As Dani and Ned continue their discussion with Paolo, the conversation takes a philosophical turn as we learn more about the core needs of humans and why wealth managers have to be conscious of them.
Wealth managers have been fixated on building credentials and sharing this information, but Paolo believes that such methods do not address people’s motivations. He believes that the motivation to invest is a biological one that revolves around purpose and survival. When we invest our money, we do it with a goal and survive in a world governed by economics. However, if our motivation to invest is biological, so is our hesitation to invest. When someone asks us to put out money and invest, our brains send out a warning sign to be cautious.
For this reason, building trust with clients is essential for financial institutions. To support this point, Paolo mentions how Jeff Bezos, the founder of Amazon, noted the importance of trust. Jeff said that for online products, the inability for consumers to interact with the product physically prompted him to find a way to create trust with his customers. He then introduced a rating system where consumers could leave positive or negative reviews of a product, fostering trust in development and, by extension, Amazon. For most products bought on Amazon, customers can return them if they find it is a wrong purchase, but financial products are a lot more complex. Since clients cannot simply send back financial products, the idea of trust is even more important for wealth managers to bear in mind.
Paolo shares that transparency is a significant factor when building trust with clients. Transparency enables clients to comprehend value propositions more clearly and can help institutions develop a competitive advantage. Understanding transparency is even more pressing in our digital age as the prevalence of technology and information has given people the tools to compare the offerings of different companies.

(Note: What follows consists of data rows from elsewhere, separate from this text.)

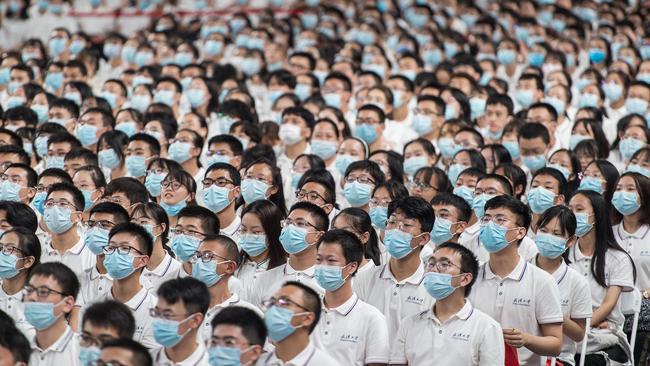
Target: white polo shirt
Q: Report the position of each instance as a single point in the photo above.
(618, 272)
(65, 351)
(14, 307)
(78, 258)
(470, 337)
(310, 356)
(140, 305)
(575, 300)
(205, 332)
(637, 245)
(166, 270)
(354, 333)
(470, 239)
(270, 281)
(395, 299)
(524, 299)
(199, 357)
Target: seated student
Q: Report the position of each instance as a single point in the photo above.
(359, 180)
(408, 230)
(62, 215)
(95, 281)
(293, 312)
(20, 253)
(221, 187)
(214, 264)
(126, 352)
(524, 299)
(453, 330)
(177, 318)
(238, 335)
(344, 316)
(301, 230)
(102, 322)
(127, 253)
(49, 297)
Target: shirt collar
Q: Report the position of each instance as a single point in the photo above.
(517, 274)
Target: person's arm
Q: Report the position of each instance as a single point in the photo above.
(548, 344)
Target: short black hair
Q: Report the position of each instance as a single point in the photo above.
(111, 314)
(140, 234)
(468, 262)
(192, 292)
(141, 356)
(251, 324)
(62, 274)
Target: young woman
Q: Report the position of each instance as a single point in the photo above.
(259, 240)
(555, 233)
(610, 271)
(162, 265)
(357, 221)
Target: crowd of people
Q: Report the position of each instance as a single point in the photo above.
(333, 182)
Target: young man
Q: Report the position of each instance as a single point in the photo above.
(127, 253)
(301, 230)
(237, 328)
(125, 351)
(291, 316)
(214, 265)
(221, 187)
(409, 223)
(102, 322)
(524, 299)
(63, 212)
(49, 296)
(178, 316)
(454, 332)
(352, 331)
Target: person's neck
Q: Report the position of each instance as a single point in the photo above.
(632, 223)
(405, 267)
(400, 114)
(291, 346)
(12, 286)
(191, 166)
(47, 337)
(157, 255)
(66, 240)
(123, 290)
(219, 292)
(303, 260)
(292, 151)
(548, 264)
(450, 305)
(334, 299)
(502, 263)
(183, 349)
(227, 216)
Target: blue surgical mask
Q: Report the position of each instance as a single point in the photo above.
(550, 246)
(540, 199)
(438, 285)
(58, 219)
(398, 243)
(253, 190)
(626, 202)
(216, 198)
(96, 239)
(253, 245)
(357, 194)
(293, 239)
(329, 278)
(184, 246)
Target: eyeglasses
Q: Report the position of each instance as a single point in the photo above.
(282, 302)
(42, 291)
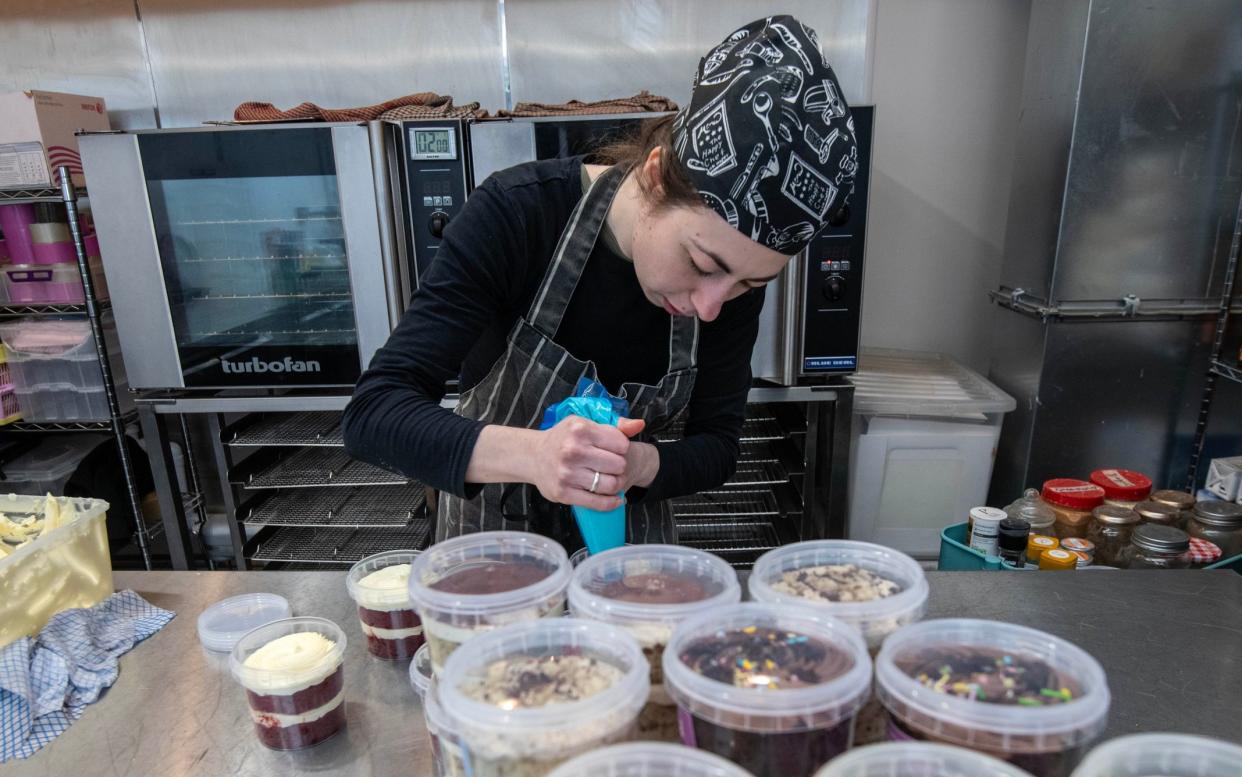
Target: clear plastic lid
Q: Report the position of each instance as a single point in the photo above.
(991, 725)
(874, 618)
(648, 760)
(383, 595)
(513, 729)
(296, 678)
(224, 623)
(920, 759)
(1031, 509)
(1161, 755)
(657, 585)
(491, 551)
(420, 670)
(770, 709)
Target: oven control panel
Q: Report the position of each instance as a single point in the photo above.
(832, 293)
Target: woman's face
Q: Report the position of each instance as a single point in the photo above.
(691, 261)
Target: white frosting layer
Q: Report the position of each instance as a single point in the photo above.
(291, 663)
(302, 718)
(391, 633)
(385, 590)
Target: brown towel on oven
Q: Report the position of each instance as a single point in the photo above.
(642, 102)
(424, 104)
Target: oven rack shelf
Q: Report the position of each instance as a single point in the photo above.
(758, 428)
(749, 538)
(291, 430)
(725, 504)
(333, 546)
(338, 508)
(318, 467)
(761, 472)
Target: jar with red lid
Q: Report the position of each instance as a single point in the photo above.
(1124, 488)
(1072, 502)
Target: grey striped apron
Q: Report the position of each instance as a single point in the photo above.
(534, 372)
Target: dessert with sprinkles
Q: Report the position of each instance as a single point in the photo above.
(773, 688)
(1014, 693)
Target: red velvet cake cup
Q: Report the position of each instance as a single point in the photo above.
(379, 585)
(293, 679)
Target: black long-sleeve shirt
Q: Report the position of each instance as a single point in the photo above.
(483, 278)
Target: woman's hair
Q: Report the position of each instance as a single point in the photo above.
(632, 150)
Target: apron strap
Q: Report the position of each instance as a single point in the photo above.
(574, 248)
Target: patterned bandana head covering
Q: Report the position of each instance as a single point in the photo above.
(766, 138)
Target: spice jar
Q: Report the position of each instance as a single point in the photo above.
(1084, 549)
(1072, 502)
(1219, 523)
(1122, 487)
(1011, 540)
(1159, 513)
(1109, 530)
(1184, 502)
(1156, 546)
(1031, 509)
(1057, 559)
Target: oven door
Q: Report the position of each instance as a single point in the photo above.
(242, 257)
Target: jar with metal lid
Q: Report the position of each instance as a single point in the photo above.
(1156, 546)
(1184, 502)
(1122, 487)
(1159, 513)
(1219, 523)
(1110, 528)
(1072, 502)
(1031, 509)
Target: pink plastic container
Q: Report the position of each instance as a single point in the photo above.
(15, 222)
(55, 253)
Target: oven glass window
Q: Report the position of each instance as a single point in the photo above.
(253, 256)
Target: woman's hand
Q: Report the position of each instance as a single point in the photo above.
(570, 453)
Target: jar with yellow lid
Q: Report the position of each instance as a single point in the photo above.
(1037, 544)
(1219, 523)
(1159, 513)
(1110, 530)
(1057, 559)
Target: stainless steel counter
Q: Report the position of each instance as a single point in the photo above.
(1170, 642)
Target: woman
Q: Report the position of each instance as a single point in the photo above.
(646, 274)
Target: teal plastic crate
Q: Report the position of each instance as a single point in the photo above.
(956, 555)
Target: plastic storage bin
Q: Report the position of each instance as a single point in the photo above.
(52, 353)
(49, 467)
(67, 566)
(923, 443)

By understanding that trust and transparency are key influences on the biological motivation of people, wealth managers will be better able to provide for their clients. This also includes using the digital to augment and simplify the user experience. However, an important point made by Paolo is that artificial intelligence is not here to replace humans but to enrich the human experience. With this in mind, wealth managers have to first understand the source of human motivation before digitising it. Many fintech try to sell based on ideas of romance, fictionalising the product and attempting to enchant clients using digital technology. While they might provide a digital experience, their digital engagement of clients is lacking. Engagement is essential as it leads to customer retention, but it isn’t easy to digitise, so more studies need to be done to understand people’s needs. Until Fintech providers have a better grasp of the human experience and can digitise engagement, there is still a long road ahead for the industry.